The Second World War made military use of radio telephony links. Hand-held radio transceivers have been available since the 1940s. Mobile telephones for automobiles became available from some telephone companies in the 1940s. Early devices were bulky and consumed high power and the network supported only a few simultaneous conversations. Modern cellular networks allow automatic and pervasive use of mobile phones for voice and data communications.
In the United States, engineers from Bell Labs began work on a system to allow mobile users to place and receive telephone calls from automobiles, leading to the inauguration of mobile service on 17 June 1946 in St. Louis, Missouri. Shortly after, AT&T offered Mobile Telephone Service. A wide range of mostly incompatible mobile telephone services offered limited coverage area and only a few available channels in urban areas. The introduction of cellular technology, which allowed re-use of frequencies many times in small adjacent areas covered by relatively low powered transmitters, made widespread adoption of mobile telephones economically feasible.

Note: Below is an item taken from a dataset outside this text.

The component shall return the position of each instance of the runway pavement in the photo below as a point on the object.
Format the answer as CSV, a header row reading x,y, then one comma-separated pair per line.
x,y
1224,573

One of the earliest fictional descriptions of a mobile phone can be found in the 1948 science fiction novel Space Cadet by Robert Heinlein. The protagonist, who has just traveled to Colorado from his home in Des Moines, receives a call from his father on a pocket telephone. Before going to space he decides to ship the telephone home “since it was limited by its short range to the neighborhood of an earth-side [i.e. terrestrial] relay office.” Ten years later, an essay by Arthur C. Clarke envisioned a "personal transceiver, so small and compact that every man carries one." He wrote: "the time will come when we will be able to call a person anywhere on Earth merely by dialing a number." Such a device would also, in Clarke's vision, include means for global positioning so that "no one need ever again be lost." Later, in Profiles of the Future, he predicted the advent of such a device taking place in the mid-1980s.[6] US TV series Get Smart (1965-1970) depicted spy gadgets with mobile telephones concealed in random objects, including shoes.